Recursive grouping in R

I am trying to find a way to create sequential Group_IDs based on "overlapping" variables. The easiest way to describe this is to use the example of a home, loan, and borrower.

Suppose we have the following example

df <- data.frame(house     = c('H_01','H_02','H_03','H_04','H_05'),
                 loan      = c('L_01','L_02','L_02','L_03','L_04'),
                 borrower  = c('B_01','B_01','B_02','B_03','B_04'))

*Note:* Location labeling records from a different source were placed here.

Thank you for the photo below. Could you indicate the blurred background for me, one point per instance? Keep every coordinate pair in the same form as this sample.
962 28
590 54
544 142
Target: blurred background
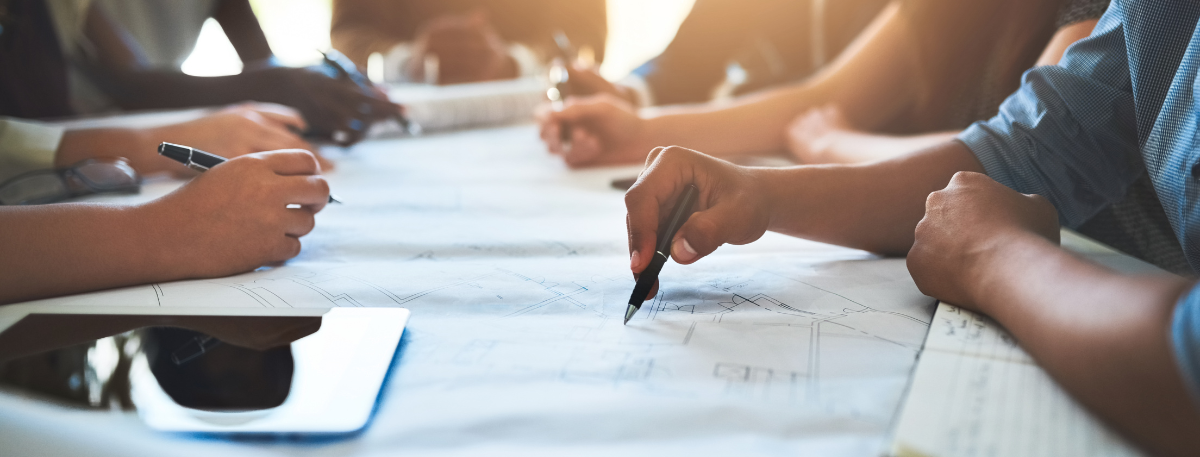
298 29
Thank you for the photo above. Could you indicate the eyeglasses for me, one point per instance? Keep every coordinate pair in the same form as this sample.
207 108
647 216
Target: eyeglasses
85 178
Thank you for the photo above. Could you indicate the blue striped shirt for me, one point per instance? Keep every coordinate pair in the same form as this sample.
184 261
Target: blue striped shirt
1120 104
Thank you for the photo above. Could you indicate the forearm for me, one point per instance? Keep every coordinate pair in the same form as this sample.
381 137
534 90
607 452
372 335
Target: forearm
1103 336
852 146
871 82
869 206
67 248
754 124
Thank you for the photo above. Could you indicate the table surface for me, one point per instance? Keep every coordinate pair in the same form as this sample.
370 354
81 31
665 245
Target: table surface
468 212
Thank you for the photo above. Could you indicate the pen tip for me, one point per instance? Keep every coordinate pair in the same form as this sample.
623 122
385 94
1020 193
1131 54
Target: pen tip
629 313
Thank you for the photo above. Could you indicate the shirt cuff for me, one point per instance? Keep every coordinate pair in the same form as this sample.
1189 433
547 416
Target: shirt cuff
27 145
1186 340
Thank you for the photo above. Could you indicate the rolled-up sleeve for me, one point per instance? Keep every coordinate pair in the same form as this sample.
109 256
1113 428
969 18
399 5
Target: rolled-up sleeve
1186 338
1069 132
27 145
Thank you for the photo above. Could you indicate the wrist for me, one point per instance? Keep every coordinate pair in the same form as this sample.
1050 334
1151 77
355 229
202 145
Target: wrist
154 248
988 268
773 187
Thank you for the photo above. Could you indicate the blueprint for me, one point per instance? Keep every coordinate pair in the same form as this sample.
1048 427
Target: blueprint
516 274
976 392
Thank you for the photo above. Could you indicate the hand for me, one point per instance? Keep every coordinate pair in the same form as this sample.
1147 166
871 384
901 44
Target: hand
234 217
813 133
605 130
468 49
587 80
232 132
965 227
328 102
733 205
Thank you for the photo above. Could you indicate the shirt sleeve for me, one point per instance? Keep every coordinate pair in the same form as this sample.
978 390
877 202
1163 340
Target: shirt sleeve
1186 340
27 145
1069 132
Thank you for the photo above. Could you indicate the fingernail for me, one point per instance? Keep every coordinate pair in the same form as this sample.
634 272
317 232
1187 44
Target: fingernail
683 251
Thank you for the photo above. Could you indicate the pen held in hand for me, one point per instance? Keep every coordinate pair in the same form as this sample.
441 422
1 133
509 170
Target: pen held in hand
684 208
198 160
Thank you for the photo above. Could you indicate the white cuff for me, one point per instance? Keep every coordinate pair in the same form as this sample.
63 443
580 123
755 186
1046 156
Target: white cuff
641 89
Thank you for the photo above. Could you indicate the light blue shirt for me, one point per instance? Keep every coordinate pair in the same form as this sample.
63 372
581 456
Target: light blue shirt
1119 104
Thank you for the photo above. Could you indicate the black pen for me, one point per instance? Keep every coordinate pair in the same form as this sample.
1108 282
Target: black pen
684 208
198 160
339 61
559 76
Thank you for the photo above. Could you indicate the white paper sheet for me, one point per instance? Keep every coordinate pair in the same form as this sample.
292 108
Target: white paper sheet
462 106
976 392
517 275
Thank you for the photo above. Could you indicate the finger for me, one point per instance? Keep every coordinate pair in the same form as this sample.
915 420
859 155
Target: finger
271 139
585 148
325 163
703 233
289 162
298 221
281 115
311 192
643 203
286 247
587 80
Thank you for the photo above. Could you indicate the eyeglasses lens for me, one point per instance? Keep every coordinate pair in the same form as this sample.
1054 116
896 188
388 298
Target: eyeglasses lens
34 190
107 176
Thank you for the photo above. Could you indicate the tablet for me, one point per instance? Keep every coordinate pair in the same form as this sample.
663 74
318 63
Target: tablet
214 374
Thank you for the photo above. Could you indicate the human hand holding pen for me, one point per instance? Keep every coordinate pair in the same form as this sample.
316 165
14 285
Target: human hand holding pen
605 130
235 217
733 206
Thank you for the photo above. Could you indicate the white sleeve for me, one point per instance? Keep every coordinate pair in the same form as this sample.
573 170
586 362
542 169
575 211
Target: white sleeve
27 145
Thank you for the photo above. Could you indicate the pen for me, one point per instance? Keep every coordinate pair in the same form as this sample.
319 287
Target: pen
663 251
198 160
559 77
339 61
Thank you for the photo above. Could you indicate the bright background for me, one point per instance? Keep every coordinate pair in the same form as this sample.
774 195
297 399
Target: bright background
297 29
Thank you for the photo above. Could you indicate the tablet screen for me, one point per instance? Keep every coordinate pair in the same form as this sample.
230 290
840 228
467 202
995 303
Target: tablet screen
207 373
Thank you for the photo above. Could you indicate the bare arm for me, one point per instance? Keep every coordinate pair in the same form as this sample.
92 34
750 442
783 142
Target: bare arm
869 80
870 206
825 136
1103 336
229 220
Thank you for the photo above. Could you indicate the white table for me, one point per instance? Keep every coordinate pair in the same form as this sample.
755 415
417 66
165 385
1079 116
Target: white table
516 272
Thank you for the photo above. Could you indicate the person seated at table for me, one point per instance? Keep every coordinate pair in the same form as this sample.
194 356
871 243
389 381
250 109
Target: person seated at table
1078 137
28 145
469 40
127 54
923 65
231 220
825 136
759 37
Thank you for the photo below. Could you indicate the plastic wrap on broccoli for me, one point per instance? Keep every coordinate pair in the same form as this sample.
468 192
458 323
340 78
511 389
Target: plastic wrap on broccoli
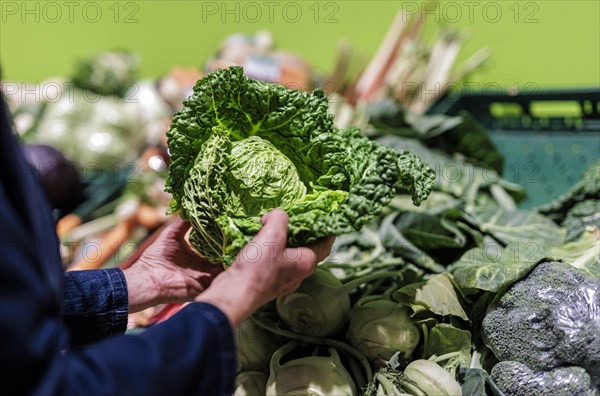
516 379
547 319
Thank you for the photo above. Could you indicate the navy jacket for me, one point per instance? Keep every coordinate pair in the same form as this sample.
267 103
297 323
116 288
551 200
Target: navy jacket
192 353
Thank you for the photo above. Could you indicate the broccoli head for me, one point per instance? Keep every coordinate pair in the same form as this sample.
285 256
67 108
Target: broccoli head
516 379
549 318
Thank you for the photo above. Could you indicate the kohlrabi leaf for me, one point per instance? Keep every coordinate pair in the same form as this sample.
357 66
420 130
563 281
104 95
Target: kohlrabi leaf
444 338
518 226
583 253
491 267
242 147
436 295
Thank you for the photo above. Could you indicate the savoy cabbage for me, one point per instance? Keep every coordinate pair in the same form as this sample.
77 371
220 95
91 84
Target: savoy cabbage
241 147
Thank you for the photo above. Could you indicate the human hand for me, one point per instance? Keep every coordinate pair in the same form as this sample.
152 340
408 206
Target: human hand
264 270
168 271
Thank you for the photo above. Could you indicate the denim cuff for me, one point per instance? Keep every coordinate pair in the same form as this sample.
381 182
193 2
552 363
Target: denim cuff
95 304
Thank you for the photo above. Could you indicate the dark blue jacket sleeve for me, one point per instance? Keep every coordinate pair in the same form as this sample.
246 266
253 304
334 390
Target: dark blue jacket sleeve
192 353
95 304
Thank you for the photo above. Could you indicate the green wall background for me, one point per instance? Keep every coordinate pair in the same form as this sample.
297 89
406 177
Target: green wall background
553 43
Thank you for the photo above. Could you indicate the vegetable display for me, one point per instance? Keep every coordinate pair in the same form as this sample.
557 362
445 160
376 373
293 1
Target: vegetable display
464 295
437 284
241 147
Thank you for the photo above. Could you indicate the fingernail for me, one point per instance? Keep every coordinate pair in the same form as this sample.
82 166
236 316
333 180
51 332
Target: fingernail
264 218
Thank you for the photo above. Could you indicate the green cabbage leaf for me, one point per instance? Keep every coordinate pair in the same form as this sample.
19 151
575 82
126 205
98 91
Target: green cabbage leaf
242 147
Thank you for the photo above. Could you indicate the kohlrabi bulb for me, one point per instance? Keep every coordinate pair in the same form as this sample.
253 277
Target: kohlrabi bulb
379 328
320 307
250 383
432 379
311 375
255 346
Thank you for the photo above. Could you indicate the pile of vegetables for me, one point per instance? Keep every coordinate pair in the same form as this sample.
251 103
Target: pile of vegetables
438 284
241 147
463 295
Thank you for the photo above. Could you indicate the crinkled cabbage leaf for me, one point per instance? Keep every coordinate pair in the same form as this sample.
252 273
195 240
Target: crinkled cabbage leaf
242 147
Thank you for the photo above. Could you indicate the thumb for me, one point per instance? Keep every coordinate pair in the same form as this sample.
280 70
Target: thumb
274 229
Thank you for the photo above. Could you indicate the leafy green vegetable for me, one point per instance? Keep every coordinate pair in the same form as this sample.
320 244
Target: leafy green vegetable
250 383
379 328
321 305
436 295
431 379
241 147
308 375
444 338
587 188
492 267
519 226
583 253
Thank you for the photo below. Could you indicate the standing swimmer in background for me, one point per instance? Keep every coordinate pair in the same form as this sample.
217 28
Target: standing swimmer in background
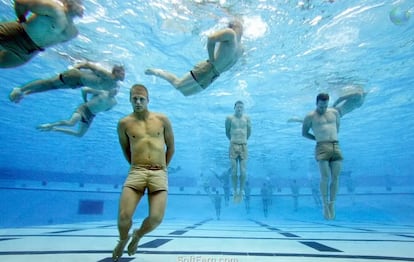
220 59
325 123
147 141
50 23
238 129
352 98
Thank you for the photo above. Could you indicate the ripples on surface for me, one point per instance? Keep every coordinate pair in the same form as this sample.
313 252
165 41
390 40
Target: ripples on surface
292 53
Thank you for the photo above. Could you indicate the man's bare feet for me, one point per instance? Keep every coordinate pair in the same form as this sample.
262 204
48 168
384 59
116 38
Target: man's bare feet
45 127
153 72
119 249
133 245
16 95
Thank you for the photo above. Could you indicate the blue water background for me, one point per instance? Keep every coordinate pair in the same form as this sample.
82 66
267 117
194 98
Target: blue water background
291 54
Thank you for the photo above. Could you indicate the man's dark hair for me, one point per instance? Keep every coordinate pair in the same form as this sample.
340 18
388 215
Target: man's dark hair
322 97
139 86
238 102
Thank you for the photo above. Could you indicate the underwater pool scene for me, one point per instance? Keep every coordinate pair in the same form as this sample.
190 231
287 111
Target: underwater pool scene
60 193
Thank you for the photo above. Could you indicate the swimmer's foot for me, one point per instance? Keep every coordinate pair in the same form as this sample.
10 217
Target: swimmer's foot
326 213
119 249
236 197
16 95
153 71
331 207
133 245
45 127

Suppose everyone would have a lot of relationships between all the variables (house, loan, borrower). So, for example, House 1 ( H_01) is associated with Loan 1 ( L_01) and Borrower 1 ( B_01). But B_01it is also related to L_02, which itself is connected to H_02, but also related to H_03, so the first 3 rows in my table should be marked G_01(for group 1).

H_04is associated with L_03which does not belong to any other record, and none B_03relates to any other record, so the fourth record should be in G_02. And with analog intelligence, we should see that record 5 belongs in its own subgroup.G_03

Is there a way to elegantly have dplyr(desirable, but not necessary) achieve this grouping G_01, G_02and G_03?

+4
source share
2 answers

You are looking for “connected components”. We can consider relationships as a graph, first rearranging the data ( melt), and then request a well-implemented graph library ( igraph) to do the work.

library(reshape2)
library(igraph)

components(graph.data.frame(melt(df,id="house")[,c(1,3)]))$membership[df$house]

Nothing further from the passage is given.